Posts de Abril de 2015

Journey

Em 19.04.2015   Arquivado em Jogos

Eu disse no outro post que eu sou meio ruim em fazer resenhas, mas aí logo no post seguinte, o que eu eu faço? Outra resenha! Hahaha. Mas eu roubei um pouco, tá, porque essa resenha é meio velha, e foi meio o que me motivou a começar o blog, um gatilho.
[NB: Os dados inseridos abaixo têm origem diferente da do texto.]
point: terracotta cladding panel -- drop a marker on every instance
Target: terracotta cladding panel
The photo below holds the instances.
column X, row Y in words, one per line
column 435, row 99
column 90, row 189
Dois anos atrás, mais ou menos, enquanto eu ainda estava fazendo faculdade, eu tinha que fazer um trabalho de multimídia (eu acho), e eu já tinha começado um projeto sobre Evangelion, mas, em um dia de sol com passarinhos cantando, o meu amigo me contou que ele tinha jogado esse tal jogo e que ele tinha tudo a ver com a proposta do trabalho e que agente tinha que falar sobre ele. Como na época eu não tinha meu Playstation 3 ainda, eu fui jogar na casa dele (ah os amigos!). O dito cujo era Journey, que na época estava sendo muito bem comentado. Resumindo tudo, eu joguei, naquele mesmo dia, levou umas duas horas só, e me apaixonei. É uma experiência diferente e emocionante, e comovente, e…todo o resto. Eu me emocionei tanto que até rolou aquela lágrima de canto de olho no final do jogo, sabe aquela lagriminha que você faz a fina e tenta disfarçar, mas não tem como? Aí, um bom tempo depois de eu ter terminado o trabalho, (uma resenha que eu penei pra fazer, diga-se de passagem) eu postei ela em um dos sites de game que eu costumo entrar, o Fênix Down. Eles agora estão mais concentrados no YouTube agora, ok! Enfim, agora eu vou repostar essa resenha aqui no Tvde29 pra que vocês leiam também! Uhull!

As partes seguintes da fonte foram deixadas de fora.